We are living longer, which means our retirement savings will have to last longer.
According to the United Nations Department of Economic and Social Affairs World Population Prospects 2015 report, the number of people living to 100 is increasing rapidly, and is projected to grow from 451 000 in 2015 to 3 676 000 in 2050.
Life expectancy is improving, with global life expectancy growing from 64.5 years in 1990 to 71.4 years in 2015 according to Our World in Data.
Are we saving enough to face the financial headwinds that come with ageing?
Discovery chief executive Adrian Gore provided Personal Finance with the example of a 40-year-old man who earns R65 000 a month. The table provides the percentages of his income that the man will have to save to maintain an income replacement ratio of 70% in retirement. Gore says women need to save more of their income, because, on average, they can expect to live 4.5 years longer than men.
“With medical inflation 3% to 5% greater than headline inflation, medical expenses will significantly impact income in retirement. Assuming that medical inflation is at 9% and that his salary in retirement increases by 5%, a man who retires at age 70 with a net (after medical expenses) replacement ratio of 58% will have his net replacement ratio reduce to 33% when he is 96 years old,” Gore said.
The conventional wisdom is that you need to replace 75% of your income to ensure a comfortable retirement. This assumes that you will have paid off your home loan and other large debts by the time you retire.
It is difficult to cut back on your non-essential expenses and save, but you have to do so if you want to retire financially secure. For example, it would greatly enhance your retirement portfolio if, in addition to contributing to your retirement fund, you saved R600 a week out of a salary of R30 000 a month.

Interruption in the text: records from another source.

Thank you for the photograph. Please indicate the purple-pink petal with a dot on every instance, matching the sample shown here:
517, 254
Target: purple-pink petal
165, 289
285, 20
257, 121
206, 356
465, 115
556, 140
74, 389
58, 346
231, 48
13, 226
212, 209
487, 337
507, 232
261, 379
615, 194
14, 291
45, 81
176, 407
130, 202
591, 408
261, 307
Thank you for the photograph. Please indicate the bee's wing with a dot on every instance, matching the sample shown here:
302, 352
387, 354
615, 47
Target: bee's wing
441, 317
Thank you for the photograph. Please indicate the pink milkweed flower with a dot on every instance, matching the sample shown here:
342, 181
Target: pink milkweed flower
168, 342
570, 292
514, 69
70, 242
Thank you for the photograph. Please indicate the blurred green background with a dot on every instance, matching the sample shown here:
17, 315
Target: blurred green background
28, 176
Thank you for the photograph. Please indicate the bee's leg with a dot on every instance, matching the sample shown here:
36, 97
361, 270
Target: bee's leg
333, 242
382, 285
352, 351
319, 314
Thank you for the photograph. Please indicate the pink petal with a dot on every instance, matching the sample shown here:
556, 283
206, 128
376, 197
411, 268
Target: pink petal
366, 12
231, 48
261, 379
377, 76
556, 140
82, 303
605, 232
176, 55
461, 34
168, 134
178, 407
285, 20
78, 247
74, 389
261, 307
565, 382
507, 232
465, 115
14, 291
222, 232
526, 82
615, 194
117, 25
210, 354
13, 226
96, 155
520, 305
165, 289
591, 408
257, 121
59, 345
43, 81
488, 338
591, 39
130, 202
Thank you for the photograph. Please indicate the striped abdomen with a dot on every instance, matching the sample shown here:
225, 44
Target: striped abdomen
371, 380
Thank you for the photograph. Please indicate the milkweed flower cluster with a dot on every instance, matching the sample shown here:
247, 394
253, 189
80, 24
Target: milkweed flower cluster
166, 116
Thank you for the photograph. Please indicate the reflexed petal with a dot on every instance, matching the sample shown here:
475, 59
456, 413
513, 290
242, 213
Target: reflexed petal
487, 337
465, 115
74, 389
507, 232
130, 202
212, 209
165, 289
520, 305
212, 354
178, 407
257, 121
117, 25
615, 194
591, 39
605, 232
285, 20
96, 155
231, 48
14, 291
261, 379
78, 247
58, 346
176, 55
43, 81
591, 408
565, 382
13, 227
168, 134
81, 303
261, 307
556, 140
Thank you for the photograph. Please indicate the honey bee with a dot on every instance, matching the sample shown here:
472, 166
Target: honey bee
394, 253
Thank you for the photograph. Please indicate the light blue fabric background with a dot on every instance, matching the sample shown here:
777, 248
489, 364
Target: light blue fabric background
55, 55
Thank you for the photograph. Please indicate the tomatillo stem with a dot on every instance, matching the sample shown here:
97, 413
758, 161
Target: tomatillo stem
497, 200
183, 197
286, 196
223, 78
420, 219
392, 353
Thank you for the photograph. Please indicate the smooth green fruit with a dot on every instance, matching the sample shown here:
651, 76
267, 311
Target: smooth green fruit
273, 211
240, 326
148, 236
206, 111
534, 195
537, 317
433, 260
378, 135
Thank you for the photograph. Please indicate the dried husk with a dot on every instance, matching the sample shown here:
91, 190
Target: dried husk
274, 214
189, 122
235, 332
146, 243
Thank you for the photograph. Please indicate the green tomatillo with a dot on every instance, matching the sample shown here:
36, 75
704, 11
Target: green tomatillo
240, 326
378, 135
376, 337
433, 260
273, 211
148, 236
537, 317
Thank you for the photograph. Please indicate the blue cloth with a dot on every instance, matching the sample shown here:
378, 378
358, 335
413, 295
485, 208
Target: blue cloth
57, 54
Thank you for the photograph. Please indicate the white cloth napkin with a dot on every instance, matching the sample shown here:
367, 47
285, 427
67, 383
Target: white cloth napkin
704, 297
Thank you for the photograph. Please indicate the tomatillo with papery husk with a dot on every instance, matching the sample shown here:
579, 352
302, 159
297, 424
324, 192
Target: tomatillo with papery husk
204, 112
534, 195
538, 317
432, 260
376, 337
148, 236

Data from the Old Mutual 2017 Retirement Monitor showed that, between 2012 and 2016, the number of employed South Africans who were likely to cash in their retirement savings increased from 19% to 35%.
The report said that 30% of working South Africans have no formal retirement savings vehicles, and this percentage jumps to 58% among people who earn less than R5 000 a month.
About 23% of working South Africans are part of the “sandwich generation”, which means they are supporting their adult children and their parents.
As many as 73% of those surveyed believe that, in today’s society, there is no alternative but to get into debt.
The percentage of people who do not belong to a retirement fund who expect they will have to work after retirement has risen from 52% in 2012 to 58% in 2016, the Monitor reported.
Malusi Ndlovu, the head of Old Mutual Corporate Consultants, says it is important for employers to work with qualified consultants to design retirement structures that make positive retirement outcomes possible for their employees.
“This is particularly important for employees who are financially vulnerable and rely on guidance from experts to make the right financial decisions.
“While the industry is making inroads in promoting awareness of the importance of [the] preservation [of retirement savings] and proper financial planning, there is still plenty of work to do to ensure that South Africans can retire in comfort,” Ndlovu says.